[Asrg] where the message originated

Steve Atkins steve at blighty.com
Mon Jan 12 07:42:11 PST 2009


On Jan 12, 2009, at 4:44 AM, Alessandro Vesely wrote:

> John Levine wrote:
>>> However, anyone can write "Gordon Peterson <gep2 at terabites.com>" on
>>> that box's return address field. Do we really want that to be  
>>> signed?
>> Signed by KioskCo?  Of course.
>
> Hm.. I'm not much into DKIM. It technically allows to sign false  
> identities, but doesn't (or shouldn't) it semantically imply that  
> the signers must have some (possibly small but still positive)  
> degree of trust that what they sign is correct?

No. The signature only means that the message you received was the one  
signed by the signing identity.

> In that case the question is whether KioskCo would really want to  
> sign that, and publish their slyness in their policy.
>
>> My point was that if all of KisokCo's kiosks apply the same  
>> signature,
>> that will be a large enough mailstream that recipients can form an
>> opinion of how good it is, even though the stream from each  
>> individual
>> kiosk would be too small.
>
> Although a critical mass is a common requirement of most anti-spam  
> measures, requiring some kind of threshold for each single sender is  
> more of a weakness.

Any mail system that only allows mail to be sent one at a time, and  
requires that the mail be hand-typed (rather than stored in a  
signature or pasted in) and which charges for the service via a credit  
card is going to be a negligible source of abusive email.

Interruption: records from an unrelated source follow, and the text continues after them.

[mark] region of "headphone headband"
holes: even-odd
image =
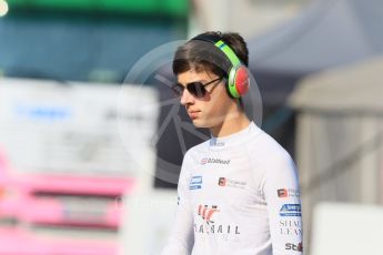
[[[229,69],[229,81],[228,81],[228,91],[229,95],[232,98],[240,98],[245,94],[249,90],[249,71],[241,63],[240,58],[235,52],[218,35],[214,34],[200,34],[192,38],[190,41],[205,41],[213,43],[219,48],[225,57],[230,60],[232,67]]]

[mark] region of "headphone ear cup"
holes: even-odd
[[[240,96],[248,93],[250,88],[250,76],[249,76],[249,69],[244,65],[241,65],[234,76],[234,84],[236,92]]]

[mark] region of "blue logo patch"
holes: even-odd
[[[281,216],[301,216],[300,204],[284,204],[280,210]]]
[[[193,176],[190,180],[189,190],[199,190],[202,187],[202,176]]]

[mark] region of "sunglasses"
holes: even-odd
[[[184,89],[187,89],[188,92],[191,93],[193,96],[201,99],[201,98],[205,96],[205,94],[208,92],[205,89],[206,85],[210,85],[214,82],[216,82],[216,84],[218,84],[219,83],[218,81],[221,81],[222,79],[223,79],[223,76],[214,79],[214,80],[212,80],[208,83],[204,83],[204,84],[200,81],[190,82],[185,86],[183,86],[181,83],[178,82],[172,86],[172,90],[177,96],[182,96]]]

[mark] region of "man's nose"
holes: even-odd
[[[184,89],[182,91],[180,102],[182,105],[190,104],[190,103],[194,102],[194,96],[187,89]]]

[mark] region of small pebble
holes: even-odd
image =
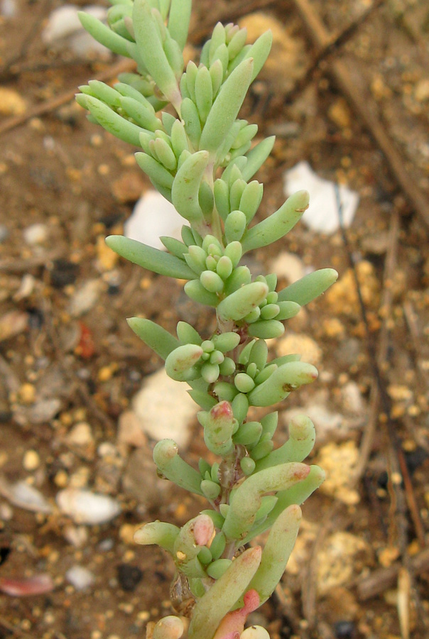
[[[27,450],[24,454],[22,465],[26,470],[33,471],[40,465],[40,458],[35,450]]]
[[[0,244],[5,242],[9,236],[9,230],[5,224],[0,224]]]
[[[86,588],[89,588],[95,580],[95,577],[90,570],[77,564],[69,568],[65,573],[65,578],[72,586],[75,586],[76,590],[85,590]]]
[[[36,387],[33,384],[23,384],[19,389],[19,398],[23,404],[33,404],[36,399]]]
[[[31,224],[26,229],[24,229],[23,231],[24,241],[30,246],[34,246],[36,244],[43,244],[48,239],[48,235],[49,230],[48,226],[42,224]]]
[[[26,109],[26,101],[13,89],[0,87],[0,114],[4,116],[22,115]]]
[[[118,581],[126,592],[134,592],[143,578],[143,572],[137,566],[130,564],[119,564],[118,566]]]

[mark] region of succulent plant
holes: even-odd
[[[218,460],[182,459],[173,439],[153,451],[158,474],[205,497],[209,508],[182,528],[146,524],[137,543],[157,544],[175,566],[172,600],[190,618],[190,639],[266,639],[260,627],[244,630],[249,612],[271,594],[284,571],[301,518],[300,505],[324,478],[303,460],[315,440],[304,415],[289,425],[289,438],[274,449],[276,411],[259,421],[249,408],[271,407],[317,377],[316,368],[290,354],[268,361],[266,339],[283,334],[284,322],[337,278],[323,268],[276,290],[275,273],[253,278],[243,256],[283,237],[308,206],[300,191],[254,223],[264,187],[252,179],[274,138],[254,143],[258,128],[238,119],[251,82],[271,45],[267,32],[252,44],[237,25],[217,23],[198,65],[185,67],[191,0],[111,0],[107,24],[82,13],[85,28],[115,53],[133,58],[136,70],[113,87],[80,87],[89,119],[139,151],[136,160],[159,192],[184,219],[182,240],[161,238],[166,251],[120,236],[107,244],[154,273],[186,280],[186,295],[211,307],[214,334],[201,336],[185,322],[176,335],[133,317],[133,331],[162,359],[174,380],[190,387],[200,410],[204,441]],[[170,111],[163,110],[171,105]],[[270,530],[264,547],[246,547]],[[148,624],[153,639],[178,639],[180,616]]]

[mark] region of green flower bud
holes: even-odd
[[[240,261],[242,253],[241,244],[239,241],[230,242],[225,246],[224,251],[224,255],[229,257],[232,262],[232,266],[234,268],[236,268],[238,263]]]
[[[241,424],[246,419],[249,410],[249,400],[244,393],[239,393],[232,400],[232,412],[237,422]]]
[[[246,284],[220,302],[217,313],[222,320],[242,320],[266,297],[268,286],[262,282]]]
[[[246,373],[239,373],[234,378],[234,383],[240,393],[249,393],[255,388],[255,383]]]
[[[226,280],[232,273],[232,262],[230,258],[227,256],[223,255],[216,265],[216,272],[222,280]]]
[[[214,307],[219,304],[219,297],[216,293],[210,293],[205,288],[200,280],[190,280],[183,287],[183,290],[188,297],[194,302]]]
[[[264,185],[259,184],[257,180],[254,180],[253,182],[250,182],[246,185],[239,204],[237,208],[243,212],[246,216],[247,224],[254,219],[259,208],[263,195]]]
[[[261,312],[262,313],[262,311]],[[284,326],[281,322],[278,322],[277,320],[259,320],[249,327],[249,335],[251,335],[252,337],[261,337],[263,339],[280,337],[284,332]]]
[[[241,240],[246,229],[246,216],[242,211],[232,211],[225,220],[225,236],[228,242]]]
[[[235,362],[230,357],[225,357],[222,364],[219,365],[219,370],[221,375],[229,377],[235,373]]]
[[[223,354],[223,353],[221,353],[220,351],[213,351],[213,352],[210,355],[210,364],[220,365],[223,362],[224,359],[224,355]]]
[[[190,268],[197,274],[200,275],[205,270],[205,260],[207,254],[200,246],[195,244],[188,248],[188,253],[185,253],[183,257]]]
[[[254,362],[256,368],[262,371],[266,364],[268,357],[268,346],[264,339],[257,339],[251,347],[249,356],[249,361]]]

KioskCo is definitely going to want to sign the outbound mail with  
their identity, as that identity is unlikely to get a bad reputation  
and will likely get a good reputation over time.

Worst case, DKIM signing the mail will have no effect. More likely it  
will have some positive effect at some recipients. It's a nice example  
of why DKIM signing even low volume sources of mail can be a good  
idea, if they have the resources to actually do the signing.